Think Progress illustrates how President Obama’s tax plan would actually effect taxpayers earning $250,000 and above:
But as a new report by The New York Times detailed yesterday, even a significant minority of those making over the $250,000 threshold would see no increase under Obama’s tax plan, and for the rest the added burden would be minor in comparison to the size of their incomes:
A close look at the president’s plan shows that a large majority of families making up to $300,000 — as well as hundreds of thousands of families with even larger incomes — would not pay taxes at a higher marginal rate. [...]
While the president has said that he wants to raise tax rates for the top 2 percent, only about 1 percent of taxpayers will face higher marginal rates, according to an analysis by the Tax Policy Center, a widely respected research group.
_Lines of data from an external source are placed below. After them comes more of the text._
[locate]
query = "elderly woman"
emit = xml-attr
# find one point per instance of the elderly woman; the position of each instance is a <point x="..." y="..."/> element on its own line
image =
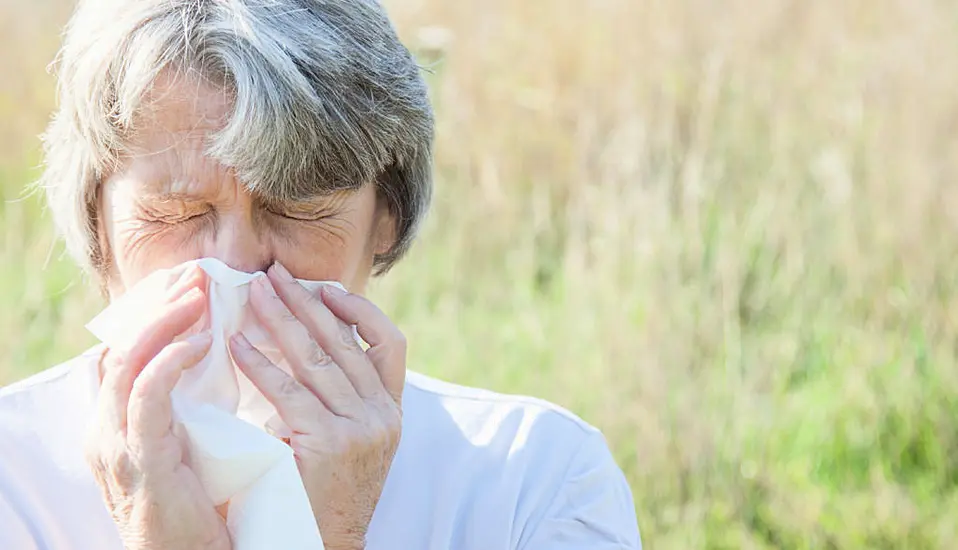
<point x="291" y="137"/>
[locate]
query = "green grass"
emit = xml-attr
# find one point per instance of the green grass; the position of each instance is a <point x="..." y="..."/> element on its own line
<point x="723" y="234"/>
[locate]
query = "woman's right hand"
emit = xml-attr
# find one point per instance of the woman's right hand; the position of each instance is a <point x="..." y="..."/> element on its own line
<point x="155" y="499"/>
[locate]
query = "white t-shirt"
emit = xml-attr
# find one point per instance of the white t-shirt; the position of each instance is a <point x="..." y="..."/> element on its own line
<point x="475" y="470"/>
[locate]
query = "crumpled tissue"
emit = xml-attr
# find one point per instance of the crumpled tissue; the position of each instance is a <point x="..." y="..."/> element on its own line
<point x="222" y="418"/>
[...] That $1.6 trillion in revenue can be raised by applying a relatively small tax burden on a very narrowly defined set of Americans is an indication of how extreme and concentrated income inequality has become in America. It also reveals why multiple studies, the latest from the International Monetary Fund, have concluded that Obama’s preferred set of tax increases will have a negligible effect on economic growth — the income being hit is largely separate from the low and middle-income Americans who provide the bulk of the demand driving the economy.
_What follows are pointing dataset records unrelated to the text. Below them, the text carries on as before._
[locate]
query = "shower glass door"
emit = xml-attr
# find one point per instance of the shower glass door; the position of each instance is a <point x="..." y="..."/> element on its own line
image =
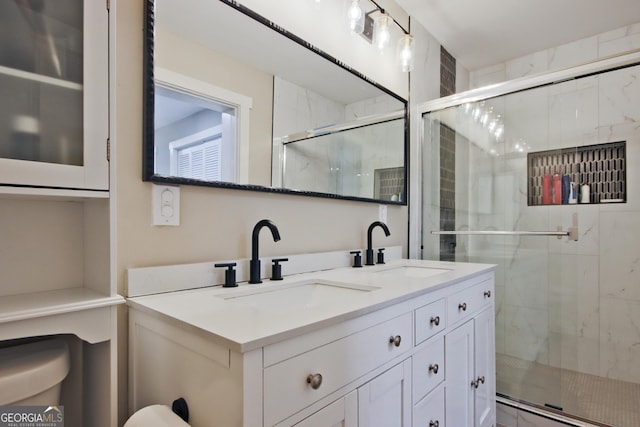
<point x="477" y="177"/>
An extra $1.6 TRILLION IN REVENUE! When will the House Republicans stop defending the greed of the elites? Common sense tells us that people who take tax deductions for dancing horses, who would rather bankrupt companies and layoff workers rather than reduce executive salaries and bonuses and share profits, and who have — for decades — redirected billions (trillions?) of dollars from the national treasury and the working and middle-class to their own personal (offshore) bank accounts can absolutely, positively, undeniably afford to pay a few extra percentage points in federal taxes.